In fact, Dr. Gottlieb played a major role in writing the FDA's strategic plan to use information from the Human Genome Project to make medicines safer and more effective. A drug for Parkinson's, for instance, beat the disease into remission for a small group of patients even when big studies showed no benefit, as "60 Minutes" reported. Indeed many drugs will work for 10 percent of people and not make a difference in the rest because of genetic variations. Dr. Gottlieb is working with companies and the best statisticians in the world to ensure the FDA process helps establish how genetic variations shape which groups of patients benefit from such "personalized" medicines.
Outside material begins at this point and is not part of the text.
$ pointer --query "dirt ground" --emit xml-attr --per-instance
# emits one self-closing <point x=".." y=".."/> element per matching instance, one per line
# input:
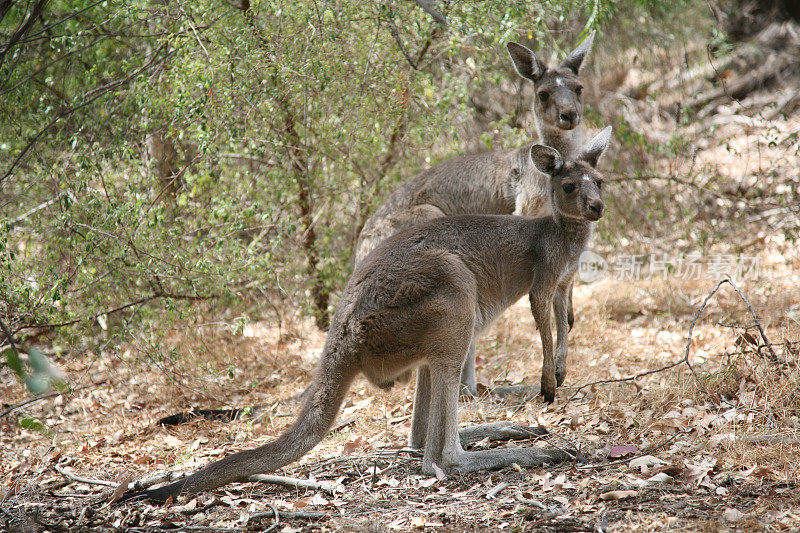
<point x="710" y="444"/>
In an agency rife with careerists who have never seen a patient, Dr. Gottlieb is one of the FDA's few practicing physicians, and he knows firsthand the suffering of the sick and dying. In today's FDA it is too easy and increasingly commonplace for bureaucrats to substitute statistical nitpicking for the concerns of loved ones with serious medical conditions. Dr. Gottlieb seeks to combine clinical trials with real-world measures of drug response so that people know, faster and more precisely than before, what drugs work and when.

Critics have also been quick to discredit any scientific initiatives to be undertaken by the agency or its new commissioner. Dr. von Eschenbach has mapped a vision for the NCI to eliminate death and suffering from cancer by 2015. Press reports say that "some" oncologists call that goal "wildly unrealistic." But the death rates of all cancers continue to drop, while survival rates increase. And many of the techniques he envisioned for achieving his goal such as using MRIs and genetic tests of tumors to map the progression of cancer cells are being used and shared by clinicians who are part of a cancer informatics grid he created.

Naysayers, such as Public Citizen and the so-called Center for Science in the Public Interest, imply that Dr. von Eschenbach was picked because his effort to target treatments to patients is one more way to grease the drug-approval process for industry. Public Citizen's Merrill Goozner alleges that getting targeted drugs to dying people faster is just a conservative smokescreen to enrich drug companies, and that Dr. von Eschenbach's appointment is part of that scheme.

Here, then, is what Public Citizen and Center for Science in the Public Interest and their media mouthpieces like Paul Krugman apparently oppose: genetically informed approaches to promote the faster development of safer and more effective drugs; new genetic tests to determine which cancer drugs work best for people; and better information on the relative risks and benefits of medicines.

All of that is what the new commissioner and Dr. Gottlieb stand for. And those who discredit them and feed the media misinformation about their agenda undermine medical progress and the search for cures.

Robert Goldberg is the director of Manhattan Institute's Center for Medical Progress and the chairman of the institute's 21st Century FDA Task Force.